Friday, December 07, 2001

Mom acquitted of abducting triplets granted unsupervised visitation

Canadian Press

Robin Wilhelm, CP Photo
STRATFORD, Ont. (CP) - A mother who was recently acquitted of kidnapping her triplets was granted unsupervised access to them on Friday. Carline Vandenelsen, 39, was given court permission to be alone with her children on overnight visits beginning next weekend.

Vandenelsen disappeared on Oct. 14, 2000 with her two sons and daughter while the triplets were visiting her parents' farm near Brantford, Ont. Police found them living in Mexico after a three-month international search.

She was charged with parental abduction and acquitted two months ago after a jury found she took the children out of necessity. The Crown is appealing the decision.

Vandenelsen will have her first unsupervised visit with the triplets on Dec. 15 and see the children again for four days over the Christmas period. Beginning Jan. 12, visits will occur on alternate weekends.

Vandenelsen originally asked that her access be increased to a shared arrangement where she and her husband Craig Merkley would alternate custody of the children for two-week periods.

But Justice John Desotti denied the request, saying it wasn't in the children's best interest to disrupt the familiar pattern of their lives.

"The likelihood of that happening is zero," Desotti said. "It's not a good regime."

Lawyer Gordon Lemon, who represents the children's father, was surprised by the decision.

He had asked Desotti to order supervised access to the children at a local YMCA out of fear Vandenelsen might take off with the children once again.
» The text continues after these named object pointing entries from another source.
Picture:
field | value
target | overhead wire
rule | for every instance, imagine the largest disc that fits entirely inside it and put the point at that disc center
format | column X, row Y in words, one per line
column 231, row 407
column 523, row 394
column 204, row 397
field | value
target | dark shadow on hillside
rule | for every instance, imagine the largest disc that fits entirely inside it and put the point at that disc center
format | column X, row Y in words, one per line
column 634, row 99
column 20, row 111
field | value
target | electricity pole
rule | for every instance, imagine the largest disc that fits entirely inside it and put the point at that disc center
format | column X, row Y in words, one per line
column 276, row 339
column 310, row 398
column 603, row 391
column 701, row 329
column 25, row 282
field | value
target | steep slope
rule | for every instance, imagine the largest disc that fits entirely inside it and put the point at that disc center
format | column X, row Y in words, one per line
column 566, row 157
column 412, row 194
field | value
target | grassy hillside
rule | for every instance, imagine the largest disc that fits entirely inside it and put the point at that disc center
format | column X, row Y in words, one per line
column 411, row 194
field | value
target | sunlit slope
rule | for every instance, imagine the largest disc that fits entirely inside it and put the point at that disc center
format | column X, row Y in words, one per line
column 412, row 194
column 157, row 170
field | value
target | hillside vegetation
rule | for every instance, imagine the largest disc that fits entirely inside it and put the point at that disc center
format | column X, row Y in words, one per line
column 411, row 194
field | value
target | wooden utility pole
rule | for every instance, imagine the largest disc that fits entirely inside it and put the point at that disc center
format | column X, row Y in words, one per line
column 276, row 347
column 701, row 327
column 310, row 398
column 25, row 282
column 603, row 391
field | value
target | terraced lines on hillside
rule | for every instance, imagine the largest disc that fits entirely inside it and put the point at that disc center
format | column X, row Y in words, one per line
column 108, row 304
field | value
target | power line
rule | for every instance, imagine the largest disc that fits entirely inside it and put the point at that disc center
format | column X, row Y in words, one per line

He also argued she might try to influence them against their father, who has custody of the two boys and one girl.

At the same court appearance, Desotti cited Vandenelsen - who was defending herself without a lawyer - for contempt of court, after frequent argumentative and emotional exchanges with the judge.

She was ordered to return to court next Friday to receive her penalty.

Friday's custody ruling is an interim order, lasting until the end of February. At that point she must return to court to revisit the issue of access.

Vandenelsen has said she'll continue fighting for more custody of her children.